The COVID-19 crisis has dramatically affected the labor force. Many sectors with high physical proximity shut down; workers deemed essential continued to operate albeit following newly instated and strict health measures. However, the greatest impact (and one that is likely here to stay) of the health pandemic on employees and businesses is the substantial transition to remote work.
Furthermore, the pandemic enabled consumers to make a fast move toward online channels – e-commerce registered an increase in share at a rate of 3.3 in 2020 in the United States – pushing companies to adopt or improve digital technologies at a never-before-seen (and never-before-expected) speed. In turn, the accelerating digital transformation generated an increase in demand for security and continuous and reliable deployment of services. Executives finally realized the importance of implementing DevOps practices for businesses to survive (and maintain competitiveness), thus putting a strain on DevOps and Site Reliability Engineering teams.
Moreover, as an undeniable part of the sectors with the highest potential for remote work, the crisis impacted the geography of DevOps teams. Prior to the pandemic, many executives were skeptical about deploying their DevOps and SRE teams remotely. Nonetheless, the COVID-19 crisis served as a catalyst to a shift that proved the world of DevOps is ideally suited to work remotely. A 2020 SRE Survey Report suggests that before the pandemic, only 19% of SREs considered long-term remote work as a possibility. In contrast, today, almost 50% of SREs believe they will continue to work remotely.
Regardless of the effects of the COVID-19 crisis on the workforce at large, the DevOps space remains unequivocally unbound from a physical location. The DevOps practices are essentially performed iteratively and remotely. Sure, DevOps is a culture centered on continuous collaboration, communication, and shared responsibility; this, however, does not require physical proximity. DevOps teams communicate almost entirely via virtual mediums.
An often disregarded (or underestimated) aspect of a DevOps/SRE’s work is its creative component – remote work may provide an environment conducive to creativity, ultimately leading to an increase in productivity. Just like any other creative endeavor, writing code is a different experience for every developer. A creative environment to one may be distracting to another. Some developers may feel more creative in the morning, others at night. The flexibility to choose when and where to work allows engineers to set up conditions that cater to their individual creative needs. Additionally, allowing DevOps and Site Reliability engineers to work out of the confines of a strict daily schedule may foster a more productive workflow. Zach Holman of GitHub supports the idea of asynchronous communication and encourages executives to “let responsible people handle their own priorities on their own timeline.”
Another potentially long-term effect of remote work in the DevOps and SRE space is access to a larger talent pool.
In the Harrison Clarke 2021 DevOps/SRE Compensation Survey, we found that the majority of respondents work in California, followed by New York. The finding suggests that DevOps and SRE specialists are concentrated mainly in two metropolitan areas synonymous with innovation and startups. But as giant tech companies publicize their intentions to augment remote work, setting new standards in the workforce, opportunities widen for organizations to attract and retain engineers regardless of physical location.
Naturally, the shift to permanent remote work raises a few crucial challenges. SREs may feel they are missing out on the office environment. Lack of human interaction may negatively affect engineers working remotely, as they get less involved in the organization’s daily life. According to the same 2020 SRE Survey Report, more than half of respondents said they had trouble staying focused and maintaining a good work-life balance. But is this a consequence of working from home or of the stress caused by the pandemic? Also, it might be easier to deploy remotely an already established team. Still, the challenge comes when organizations may want to integrate a new Site Reliability engineer into the team. An even greater issue arises if a company decides to build its first remote DevOps team.

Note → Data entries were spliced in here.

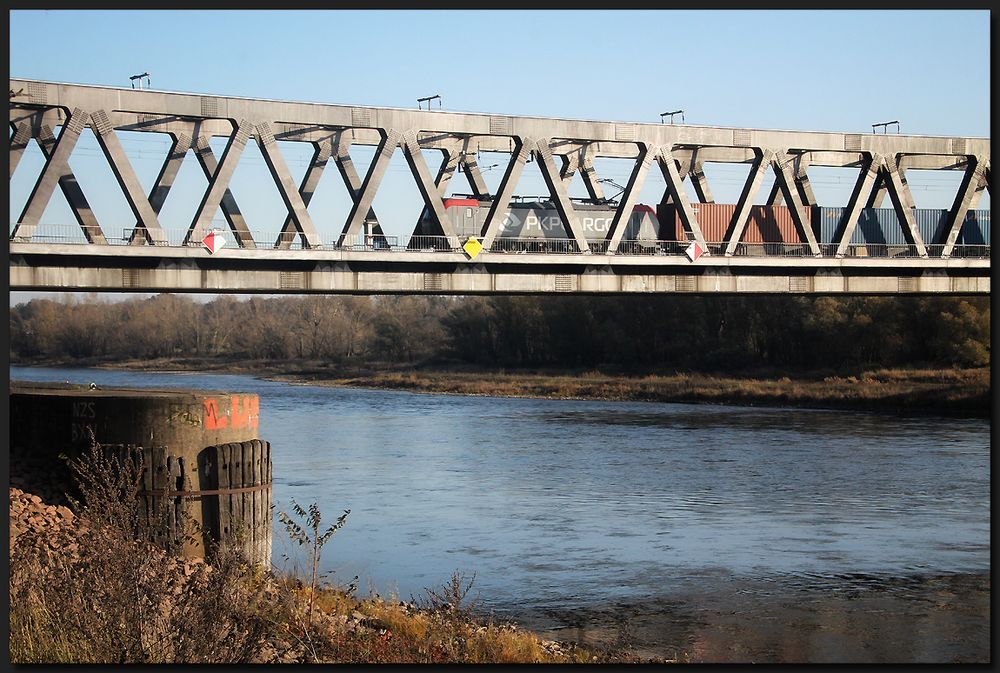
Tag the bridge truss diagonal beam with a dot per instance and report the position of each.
(286, 186)
(366, 194)
(560, 197)
(234, 216)
(218, 184)
(788, 185)
(71, 189)
(55, 167)
(671, 176)
(353, 182)
(127, 179)
(974, 183)
(322, 151)
(179, 146)
(902, 202)
(742, 214)
(623, 214)
(500, 207)
(432, 195)
(859, 196)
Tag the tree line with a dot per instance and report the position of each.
(628, 333)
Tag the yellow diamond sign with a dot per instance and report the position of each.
(472, 248)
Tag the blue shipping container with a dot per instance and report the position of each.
(881, 226)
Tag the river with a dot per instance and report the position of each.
(702, 532)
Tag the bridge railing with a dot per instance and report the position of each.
(74, 234)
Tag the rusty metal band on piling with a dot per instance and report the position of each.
(198, 494)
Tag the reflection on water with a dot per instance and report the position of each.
(767, 534)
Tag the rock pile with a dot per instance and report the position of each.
(55, 531)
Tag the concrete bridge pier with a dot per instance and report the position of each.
(204, 466)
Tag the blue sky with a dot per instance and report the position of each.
(802, 70)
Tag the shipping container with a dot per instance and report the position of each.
(976, 228)
(881, 226)
(767, 224)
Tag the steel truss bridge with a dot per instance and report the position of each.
(144, 256)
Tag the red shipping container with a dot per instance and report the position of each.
(768, 224)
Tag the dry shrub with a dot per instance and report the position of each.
(119, 599)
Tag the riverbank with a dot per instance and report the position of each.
(948, 392)
(69, 604)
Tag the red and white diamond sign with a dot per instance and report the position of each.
(214, 241)
(693, 251)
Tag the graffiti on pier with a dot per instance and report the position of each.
(239, 411)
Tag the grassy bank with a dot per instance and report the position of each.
(953, 392)
(86, 587)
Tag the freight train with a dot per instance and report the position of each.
(538, 220)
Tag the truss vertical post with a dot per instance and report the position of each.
(179, 145)
(683, 170)
(589, 175)
(18, 143)
(700, 182)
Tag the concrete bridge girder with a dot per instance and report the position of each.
(883, 160)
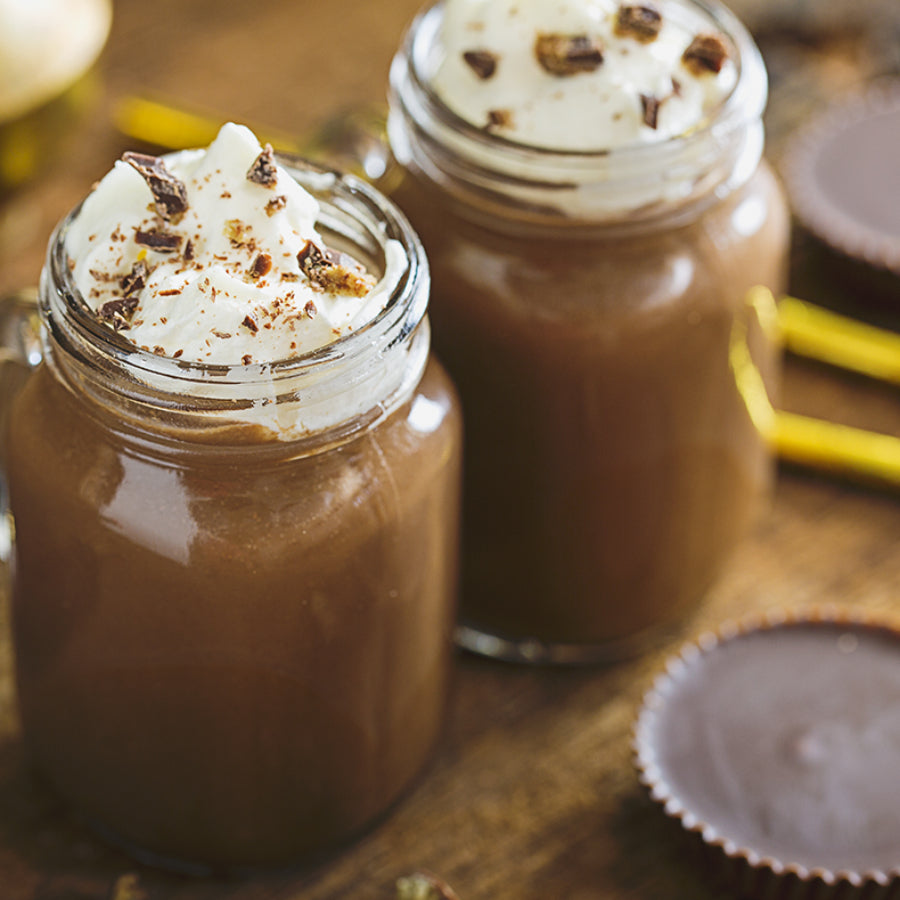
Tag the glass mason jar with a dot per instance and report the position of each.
(232, 648)
(585, 304)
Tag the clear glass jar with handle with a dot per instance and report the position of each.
(585, 303)
(234, 586)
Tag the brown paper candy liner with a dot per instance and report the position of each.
(746, 871)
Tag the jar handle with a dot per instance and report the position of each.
(20, 353)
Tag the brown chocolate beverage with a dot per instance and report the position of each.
(225, 656)
(593, 263)
(611, 462)
(234, 582)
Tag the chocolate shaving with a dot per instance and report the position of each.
(640, 21)
(706, 53)
(136, 279)
(482, 62)
(499, 118)
(169, 194)
(275, 204)
(264, 171)
(262, 265)
(158, 240)
(568, 54)
(118, 311)
(326, 269)
(650, 107)
(238, 234)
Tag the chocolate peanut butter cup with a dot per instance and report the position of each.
(776, 745)
(843, 177)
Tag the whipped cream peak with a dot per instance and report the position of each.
(582, 75)
(213, 256)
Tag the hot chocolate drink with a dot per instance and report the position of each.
(234, 580)
(587, 182)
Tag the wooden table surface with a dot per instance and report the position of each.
(532, 795)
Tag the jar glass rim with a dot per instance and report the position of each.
(344, 199)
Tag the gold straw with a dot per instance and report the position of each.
(816, 333)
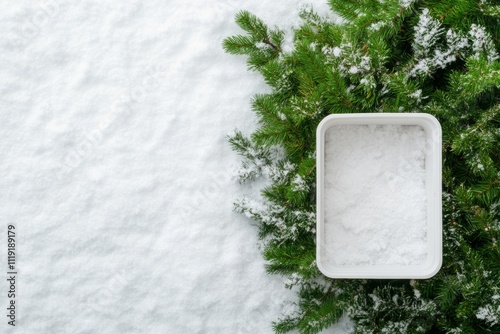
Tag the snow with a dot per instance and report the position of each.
(117, 173)
(375, 196)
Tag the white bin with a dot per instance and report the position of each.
(327, 235)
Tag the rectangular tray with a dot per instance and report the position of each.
(432, 258)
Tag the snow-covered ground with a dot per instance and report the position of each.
(116, 172)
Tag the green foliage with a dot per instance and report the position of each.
(438, 57)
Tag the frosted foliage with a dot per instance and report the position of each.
(407, 3)
(431, 52)
(482, 42)
(490, 313)
(427, 32)
(348, 60)
(287, 225)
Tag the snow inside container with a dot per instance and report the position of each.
(379, 196)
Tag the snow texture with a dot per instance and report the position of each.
(116, 170)
(375, 198)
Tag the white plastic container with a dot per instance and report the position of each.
(433, 165)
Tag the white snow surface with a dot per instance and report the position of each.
(375, 195)
(116, 171)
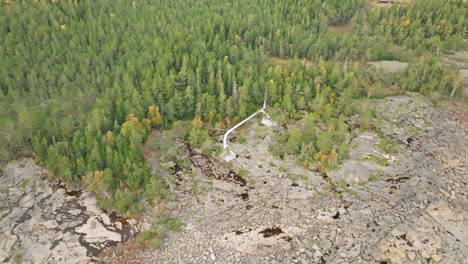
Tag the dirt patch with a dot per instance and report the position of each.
(211, 168)
(268, 232)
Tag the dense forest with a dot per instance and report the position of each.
(84, 82)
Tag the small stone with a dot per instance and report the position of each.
(436, 257)
(317, 254)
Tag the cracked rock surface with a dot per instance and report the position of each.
(44, 223)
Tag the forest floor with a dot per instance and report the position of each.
(410, 207)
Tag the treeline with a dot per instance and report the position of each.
(82, 82)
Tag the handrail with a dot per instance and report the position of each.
(225, 145)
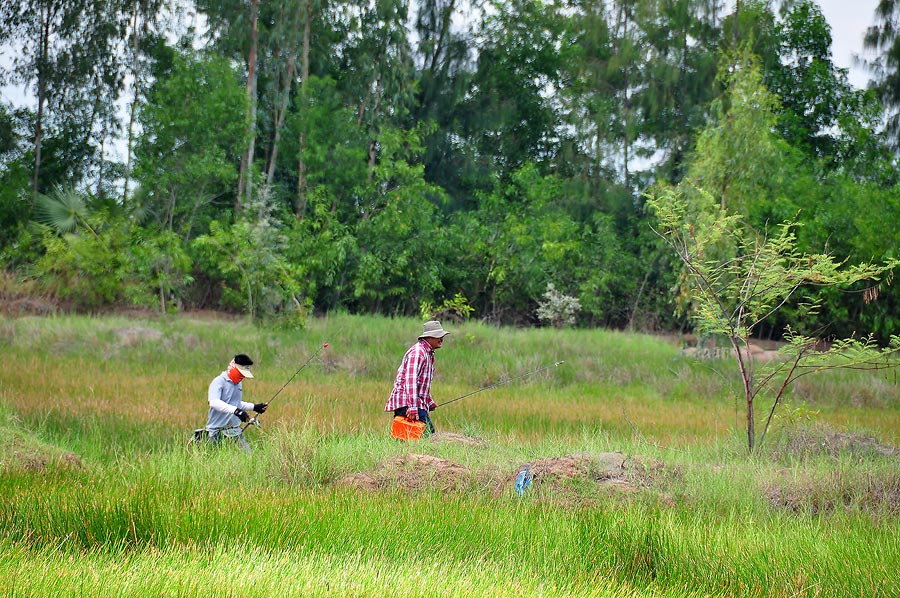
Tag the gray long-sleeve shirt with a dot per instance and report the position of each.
(224, 397)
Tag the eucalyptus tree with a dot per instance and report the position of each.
(186, 157)
(821, 113)
(884, 37)
(678, 77)
(68, 55)
(444, 53)
(511, 115)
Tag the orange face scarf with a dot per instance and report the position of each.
(233, 373)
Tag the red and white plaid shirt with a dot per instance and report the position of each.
(412, 388)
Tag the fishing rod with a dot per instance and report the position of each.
(500, 383)
(254, 421)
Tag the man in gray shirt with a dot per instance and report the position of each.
(226, 408)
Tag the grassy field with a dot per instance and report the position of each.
(642, 483)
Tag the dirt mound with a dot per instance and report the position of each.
(831, 443)
(136, 335)
(453, 438)
(837, 490)
(610, 469)
(411, 472)
(20, 454)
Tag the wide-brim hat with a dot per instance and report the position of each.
(433, 329)
(242, 363)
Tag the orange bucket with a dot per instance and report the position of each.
(403, 429)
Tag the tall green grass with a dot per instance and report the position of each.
(135, 514)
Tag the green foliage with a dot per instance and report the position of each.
(457, 308)
(161, 266)
(248, 255)
(557, 308)
(186, 160)
(737, 278)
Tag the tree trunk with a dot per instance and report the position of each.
(44, 51)
(245, 180)
(300, 207)
(281, 111)
(133, 110)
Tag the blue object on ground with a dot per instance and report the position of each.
(523, 480)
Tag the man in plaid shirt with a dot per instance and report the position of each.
(411, 395)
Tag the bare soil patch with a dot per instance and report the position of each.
(569, 480)
(18, 455)
(412, 472)
(823, 441)
(454, 438)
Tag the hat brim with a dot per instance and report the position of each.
(435, 334)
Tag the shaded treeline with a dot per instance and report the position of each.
(281, 156)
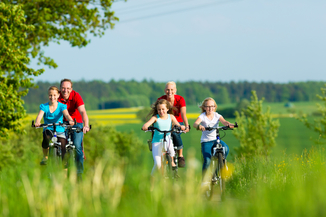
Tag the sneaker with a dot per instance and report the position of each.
(181, 162)
(44, 161)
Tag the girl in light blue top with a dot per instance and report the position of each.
(162, 119)
(52, 112)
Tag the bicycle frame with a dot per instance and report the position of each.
(217, 163)
(166, 164)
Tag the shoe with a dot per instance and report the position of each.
(181, 162)
(44, 161)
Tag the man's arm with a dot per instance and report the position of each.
(83, 113)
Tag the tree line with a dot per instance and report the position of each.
(119, 94)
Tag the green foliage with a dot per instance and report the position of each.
(126, 102)
(97, 93)
(26, 26)
(257, 130)
(101, 141)
(319, 125)
(14, 73)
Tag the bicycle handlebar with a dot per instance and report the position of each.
(221, 128)
(65, 124)
(174, 129)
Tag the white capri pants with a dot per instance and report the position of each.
(157, 152)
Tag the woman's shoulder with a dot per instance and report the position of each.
(44, 105)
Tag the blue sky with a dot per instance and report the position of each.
(202, 40)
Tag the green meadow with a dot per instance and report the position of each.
(116, 181)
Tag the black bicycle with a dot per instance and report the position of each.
(217, 175)
(55, 152)
(166, 158)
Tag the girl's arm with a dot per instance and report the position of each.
(198, 126)
(68, 117)
(149, 123)
(176, 123)
(183, 112)
(39, 118)
(225, 123)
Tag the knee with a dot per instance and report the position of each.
(207, 162)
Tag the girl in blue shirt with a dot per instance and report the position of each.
(52, 112)
(163, 121)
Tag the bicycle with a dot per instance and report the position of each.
(218, 161)
(166, 160)
(55, 152)
(70, 147)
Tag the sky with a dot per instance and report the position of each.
(202, 40)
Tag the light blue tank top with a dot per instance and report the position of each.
(162, 125)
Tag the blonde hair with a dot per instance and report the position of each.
(171, 83)
(64, 80)
(53, 88)
(204, 102)
(153, 111)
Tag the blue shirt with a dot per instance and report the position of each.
(55, 117)
(163, 125)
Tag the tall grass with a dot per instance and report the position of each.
(291, 185)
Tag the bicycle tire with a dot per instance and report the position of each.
(220, 173)
(209, 192)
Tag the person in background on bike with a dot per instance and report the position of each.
(53, 112)
(162, 119)
(209, 118)
(76, 109)
(179, 110)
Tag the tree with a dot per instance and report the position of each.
(257, 130)
(28, 25)
(14, 73)
(319, 125)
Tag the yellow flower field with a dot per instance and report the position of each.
(113, 116)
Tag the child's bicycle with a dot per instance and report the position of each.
(166, 160)
(70, 147)
(218, 164)
(55, 153)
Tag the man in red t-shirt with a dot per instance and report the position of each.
(76, 109)
(179, 111)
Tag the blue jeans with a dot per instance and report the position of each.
(177, 139)
(77, 139)
(206, 148)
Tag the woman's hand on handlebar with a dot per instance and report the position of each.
(145, 128)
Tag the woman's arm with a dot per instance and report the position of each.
(176, 123)
(225, 123)
(39, 118)
(183, 112)
(197, 125)
(68, 117)
(149, 123)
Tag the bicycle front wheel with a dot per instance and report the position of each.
(221, 175)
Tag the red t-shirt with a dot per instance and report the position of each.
(73, 103)
(179, 102)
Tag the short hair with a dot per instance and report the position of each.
(171, 82)
(64, 80)
(204, 102)
(154, 106)
(53, 88)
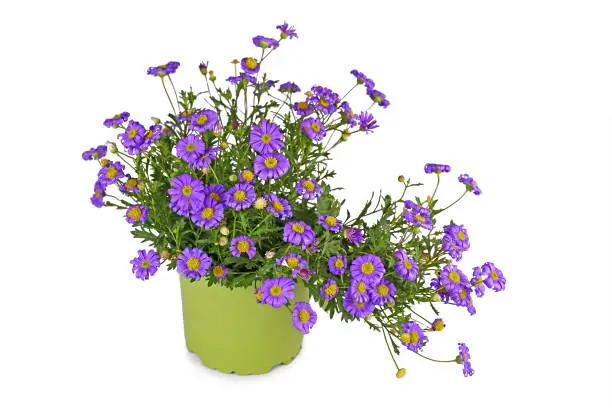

Other studies have shown that employees working remotely during the pandemic have stressed the importance of open communication. For example, the ever-growing pressure on DevOps to deliver higher quality products fast or to address the increase in security vulnerabilities calls for a committed effort to maintain a healthy level of collaboration and shared goals. The 2020 Octoverse Report states that developers worked more hours during the pandemic, suggesting that a lack of clear communication could easily lead to burnout. As leaders, executives should strive to give employees a sense of connectedness, identity, and purpose. When DevOps engineers identify with the organization’s values and feel that everyone is working toward the same goal, their motivation and attachment to the company grows, resulting in a significant increase in productivity and profitability. Another survey found that the COVID-19 crisis prompted nearly two-thirds of employees in the US to re-examine their purpose in life. Unsurprisingly, their work supplies this sense of purpose.
As the world slowly comes out of the pandemic, giant tech companies like Facebook, Twitter, and Amazon are talking about making a permanent move toward remote work; and businesses worldwide consider implementing a hybrid labor force. If before 2020, remote work in the DevOps space had team leaders and company executives divided, the COVID-19 crisis shifted the balance of the debate in favor of the work-from-home approach. With a high potential for productivity increase, employee satisfaction (in a post-pandemic environment), and location-related cost reductions, remote work in the world of DevOps is likely to persist.